We refer to “No Motor Zones,” a catch-all generalization that can refer to anything from de facto no-fishing zones to not even allowing a motor to be installed on the fishing craft.
Some of these zones are being pushed by people who are either anti-fishing or ignorant of what really is going on in our inshore waters and would just as soon see the public shut out.
Unfortunately, quite a few fishermen have bought into the idea of “no motor zones” without realizing what the prohibitions could mean for anglers who have spent generations enjoying the backcountry.
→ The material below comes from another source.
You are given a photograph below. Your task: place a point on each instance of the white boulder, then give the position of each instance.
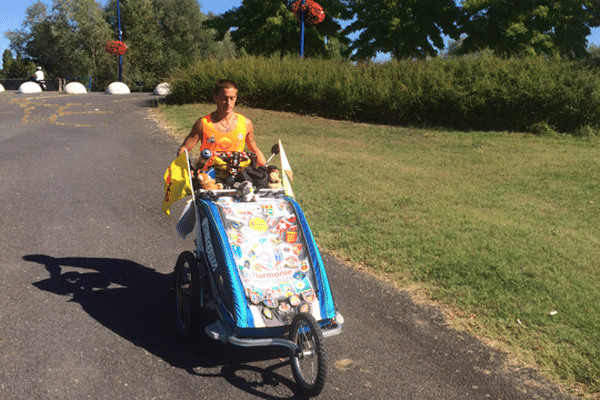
(30, 87)
(163, 89)
(75, 88)
(117, 88)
While it's true that we might welcome an end to certain flats cowboys running the flats, the other extreme of no motors at all would completely ruin much of what we do, for no good reasons.
The answer, we'd suggest, is to implement “off-plane slow zones” where appropriate but allow our putt-putt adjustments.
Many of us have spent countless years “kicking and drifting,” as we fish the Everglades and flats throughout the state. Think of the storied Snake Bight Canal where boaters routinely motor upstream to fish runoffs farther north. Make us try to pole upcurrent there?
In the real world, sportsmen need to use their motors, off-plane when so desired, but in use at slow speed.
To ban this slow-speed use should be done only in extreme and rare instances, with very few exceptions.
It may be noted that the spectacular Tarpon Bay on Sanibel Island is sometimes referred to as a “no motor zone.” In truth, the requirement there is simply that boats go slow, off-plane.
With all the agonies boaters have gone through because of the manatee extremists and their continuing falsifications, it's a dang shame we have to go through the no-motor excesses coming from a handful of bureaucrats. But we have no choice but to battle once again for our fishing traditions.
So the next time someone chimes in for “no motor zones,” find out exactly what is meant. Are they referring to combustion motors off plane, electric motors only, paddling only or perhaps not even allowing motors installed on the vessel?
Some argue that the no-use of motors is necessary because of boaters speeding in the shallows. But that argument fails if boaters are required to be off-plane, yet still able to putt to the next shoreline.
At any rate, we keep hoping that more of the people making these important decisions will spend more quality time actually out on the flats, where citizens are directly affected.
Let's putt when necessary. But not stop.